The signs looked ominous from the very start.
Yossi Benayoun failed to convert from an enterprising pass by Fernando Torres, with the Israeli managing only to find the side netting. Minutes later the home side was on the attack again.
A scramble in the Villa box presented Torres, Gerrard, and Benayoun all with chances to open the scoring for the home side, but the threesome failed to capitalise with Rafa Benitez left to ponder how the game remained level.
It was a prolonged period of domination for Liverpool which saw Martin O’Neill’s men camped in their own half, happy to soak up the pressure with Gerrard and Lucas Leiva guilty of losing the ball in the final third several times.
Liverpool looked tame. There was no bite to their attacks, and they seemed to lack invention when it came to playing that final killer pass. Not to mention the absence of any width.
Rafa seems content to persevere with Lucas in midfield but the 22-year-old is no replacement for Xabi Alonso. The Brazilian lacks composure, invention, and talent.
Javier Mascherano thrives in the defensive midfield role, hustling and bustling in midfield, sweeping up in front of the back four. But he dearly misses a midfield partner to whom he can offload the ball and spot the industrious runs of Torres and Gerrard further up the park.
Jay Spearing surely deserves a chance to shine now and replace the hapless Lucas if the club’s owners are unwilling to dig into their own coffers.
Thirty minutes into the game the deadlock was broken and much to the anguish of the Kop it was the away side who took the lead, after Lucas unfortunately headed past his own keeper. It sparked a simmering Liverpool side to boil over as frustrations started to get the better of both the players and the staff.
Torres was harried wherever he ventured, deprived of any time or space. The Spaniard man-marked referee Martin Atkinson all night, with the official refusing to be bullied by the Liverpool number 9’s constant complaints, which earned him a booking before the end of the night.
A contentious corner was awarded deep into injury time in the first half. Pepe Reina was guilty of abusing the officials instead of organising his defence. This momentary lapse in concentration led to Villa’s second as Curtis Davies strayed from his marker and slipped under the radar of the home side’s zonal marking, the defender heading past a despairing Reina.

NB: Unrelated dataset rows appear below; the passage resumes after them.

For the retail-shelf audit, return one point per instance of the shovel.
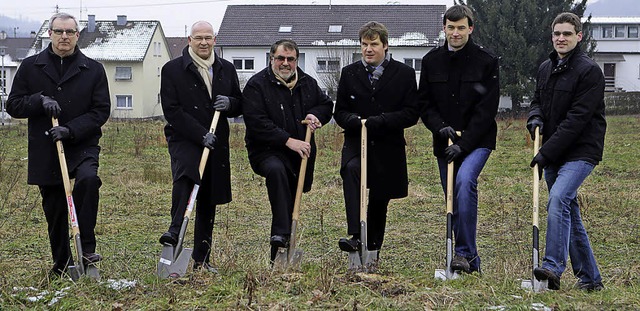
(364, 259)
(175, 259)
(290, 257)
(448, 273)
(78, 269)
(534, 284)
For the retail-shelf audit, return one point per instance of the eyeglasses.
(281, 58)
(69, 32)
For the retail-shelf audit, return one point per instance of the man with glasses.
(568, 108)
(276, 100)
(459, 93)
(193, 86)
(382, 91)
(61, 82)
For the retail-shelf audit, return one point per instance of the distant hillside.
(613, 8)
(24, 27)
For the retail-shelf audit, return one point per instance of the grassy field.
(134, 211)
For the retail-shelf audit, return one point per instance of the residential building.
(326, 35)
(132, 53)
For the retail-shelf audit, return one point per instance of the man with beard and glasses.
(275, 102)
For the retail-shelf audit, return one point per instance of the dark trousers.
(376, 209)
(205, 216)
(54, 203)
(281, 188)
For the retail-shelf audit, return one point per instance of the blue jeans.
(566, 235)
(465, 202)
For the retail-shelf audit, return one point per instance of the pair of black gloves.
(52, 110)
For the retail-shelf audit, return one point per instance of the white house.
(326, 35)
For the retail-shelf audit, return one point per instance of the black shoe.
(279, 241)
(590, 287)
(89, 258)
(204, 266)
(169, 238)
(459, 263)
(349, 245)
(541, 274)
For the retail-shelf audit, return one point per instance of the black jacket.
(460, 89)
(395, 98)
(272, 114)
(570, 100)
(188, 110)
(83, 96)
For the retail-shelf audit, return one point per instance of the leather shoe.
(169, 238)
(349, 245)
(279, 241)
(541, 274)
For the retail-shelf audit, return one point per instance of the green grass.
(134, 211)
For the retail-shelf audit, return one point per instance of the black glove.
(375, 122)
(448, 132)
(541, 161)
(453, 152)
(51, 107)
(59, 133)
(222, 103)
(534, 122)
(209, 140)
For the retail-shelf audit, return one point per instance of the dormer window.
(285, 28)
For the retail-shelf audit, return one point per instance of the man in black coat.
(276, 101)
(61, 82)
(382, 91)
(569, 102)
(459, 92)
(193, 87)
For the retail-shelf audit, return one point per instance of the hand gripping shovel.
(175, 259)
(448, 273)
(290, 257)
(364, 259)
(534, 284)
(78, 269)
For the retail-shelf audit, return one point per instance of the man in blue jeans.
(459, 91)
(568, 107)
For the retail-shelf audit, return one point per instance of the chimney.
(122, 20)
(91, 25)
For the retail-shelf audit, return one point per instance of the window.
(328, 65)
(415, 63)
(123, 73)
(285, 28)
(335, 28)
(243, 63)
(124, 102)
(607, 31)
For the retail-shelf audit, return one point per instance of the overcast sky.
(174, 15)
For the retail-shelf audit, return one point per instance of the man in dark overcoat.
(193, 87)
(382, 91)
(459, 92)
(276, 101)
(61, 82)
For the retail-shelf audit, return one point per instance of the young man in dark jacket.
(276, 100)
(459, 92)
(193, 87)
(568, 108)
(61, 82)
(382, 91)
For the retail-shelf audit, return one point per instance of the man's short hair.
(62, 16)
(456, 13)
(373, 30)
(568, 17)
(288, 44)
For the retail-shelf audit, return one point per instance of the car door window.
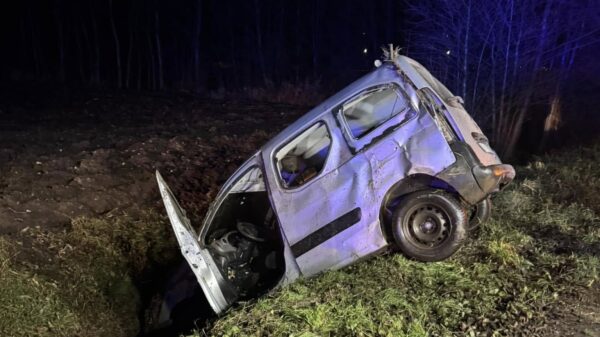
(303, 158)
(373, 107)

Liverpool was impoverished of any width. Yossi Benayoun and Dirk Kuyt aren’t natural wingers and both endured torrid nights, failing to impose themselves on the game.
It left Liverpool looking narrow and leading to a congested midfield overloaded with bodies.
The home side did manage to summon a comeback of sorts at the start of the second half. Roared on by a passionate Anfield crowd, Liverpool enjoyed a lengthy spell of dominance, attempting to grind the opposition into submission.
However Brad Friedel rose to the challenge as he has done so often in the past. The American proved difficult to beat, making himself a large, imposing figure in goal, frustrating Kuyt on several occasions.
Torres did raise hopes briefly when he fired past Friedel into the roof of the net with the spell of Liverpool pressure finally paying dividends.
But it was short lived as Villa reinforced their lead taking back a two-goal cushion, seizing a 3-1 lead.
A reckless Gerrard challenge on Reo Coker allowed Ashley Young to score from the spot under the watchful eye of Fabio Capello.
Three avoidable mistakes condemned Liverpool to a first home loss in two years as it proved the final straw, with last year’s runners-up failing to muster up a comeback.
The Liverpool engine room, already a cylinder short, ran out of gas and slumped to a second loss of the season as a cloud of depression soon overshadowed the stadium.
“Some people think football is a matter of life and death.” The red half of Liverpool can assure you that it’s much more serious than that.